End-to-End Kafka Dataflow & Compression

Let’s quickly examine how data is transmitted in and out of a Kafka pipeline between the producers, brokers and consumers.

Typically, when compression is properly configured and enabled on the producers, messages are published compressed, stored compressed on the brokers, fetched compressed and then finally decompressed by the consumers.

Produce/Fetch Request

Produce Vs Fetch Request

Compression Flow

If producer compression was enabled on a pipeline, a typical request/response dataflow would be as indicated below using markers in the diagram above.

  • The producer batches and compresses messages: 1
  • The producer publishes compressed batches of messages: 2
  • The broker receives compressed batches: 3, 4
  • The broker processes and stores the batches compresssed: 5, 6, 7, 8
  • The broker serves and sends compressed batches to consumer : 10,11,12, 2
  • The consumer decompresses the fetched batches: 1

Avoid Compression Anti-Pattern/Misconfiguration

The use of appropriate compression algorithm in data pipelines cannot be over-emphasized in order to save cost on disk storage and reduce the risk of network saturation, especially in situation where there is a limited, often expensive dedicated connection bandwidth between the client network like on-prem data-center and Kafka cluster on the cloud.

Whereas either the producers or the brokers could be configured to perform compression, consumer would inevitably have to carry out decompression.

Common challenge and issue with enabling compression is how to avoid unnecessary and unsolicited compression and decompression cost.

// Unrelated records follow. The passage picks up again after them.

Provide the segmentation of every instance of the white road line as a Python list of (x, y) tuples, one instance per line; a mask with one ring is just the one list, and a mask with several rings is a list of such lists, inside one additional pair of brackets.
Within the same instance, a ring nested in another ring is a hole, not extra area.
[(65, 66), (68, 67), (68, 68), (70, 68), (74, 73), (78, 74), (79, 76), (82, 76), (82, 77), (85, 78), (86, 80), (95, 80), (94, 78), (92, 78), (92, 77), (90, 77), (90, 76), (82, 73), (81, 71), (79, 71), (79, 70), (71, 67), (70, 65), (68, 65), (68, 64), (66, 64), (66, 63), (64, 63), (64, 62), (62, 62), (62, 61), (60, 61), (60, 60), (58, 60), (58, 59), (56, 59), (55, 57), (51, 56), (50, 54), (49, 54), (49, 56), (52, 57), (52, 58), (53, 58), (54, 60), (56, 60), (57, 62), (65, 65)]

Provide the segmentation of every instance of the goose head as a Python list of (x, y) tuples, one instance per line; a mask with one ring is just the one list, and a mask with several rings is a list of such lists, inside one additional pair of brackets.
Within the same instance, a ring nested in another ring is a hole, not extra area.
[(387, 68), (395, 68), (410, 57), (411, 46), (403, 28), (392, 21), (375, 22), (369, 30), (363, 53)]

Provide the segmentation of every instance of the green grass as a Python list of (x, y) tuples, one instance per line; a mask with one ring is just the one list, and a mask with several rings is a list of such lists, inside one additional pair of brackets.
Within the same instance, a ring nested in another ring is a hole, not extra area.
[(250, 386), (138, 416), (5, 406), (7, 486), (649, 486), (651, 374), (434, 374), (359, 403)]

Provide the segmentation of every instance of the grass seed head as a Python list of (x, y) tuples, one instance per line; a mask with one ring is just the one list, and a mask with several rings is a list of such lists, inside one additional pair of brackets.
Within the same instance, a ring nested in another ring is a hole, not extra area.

Typical anti-pattern use cases include:

  • Double compression on both the producers and the brokers: Shown as 1 and 4 above and may happen when the cluster compression.type is not consistent with that of the producers or is not set to “producer” in order to retain the original compression codec set by the producers.
  • Unintended broker decompression: Shown as 1 and 5 above and may happen when the cluster compression.type is inadvertently set to uncompressed while the majority of the producers are setup with their preferred compression.type.

Ideally, you want to set your choicest compression.type on the producers which often have spare, easily scalable CPU cycles rather than on the Kafka cluster. Besides that, the compression type of the topics being published to and that of the Kafka cluster must be set to “producer” or same as that of the producers. Luckily enough, the compression.type = producer on Brokers and Topics by default.

Another compression evil is with older consumers (0.10.0 and lower), where down conversion becomes more expensive when compression is enabled and used on their data pipelines. This is because, for the oldest message format version 0 supported by these old Kafka client versions, the brokers always decompress the messages to assign incremental individual offsets to inner messages. So, if majority of the consumers are running 0.10.0 and lower, you may experience high CPU spikes on the brokers and overall performance degradation.

Lastly, don’t rely on the default values for batch.size, linger.ms, buffer.memory when enabling producer compression. Tweak them for better compression ratio as most compression codecs perform optimally with large batches because of intrinsic repetition between messages of the same type.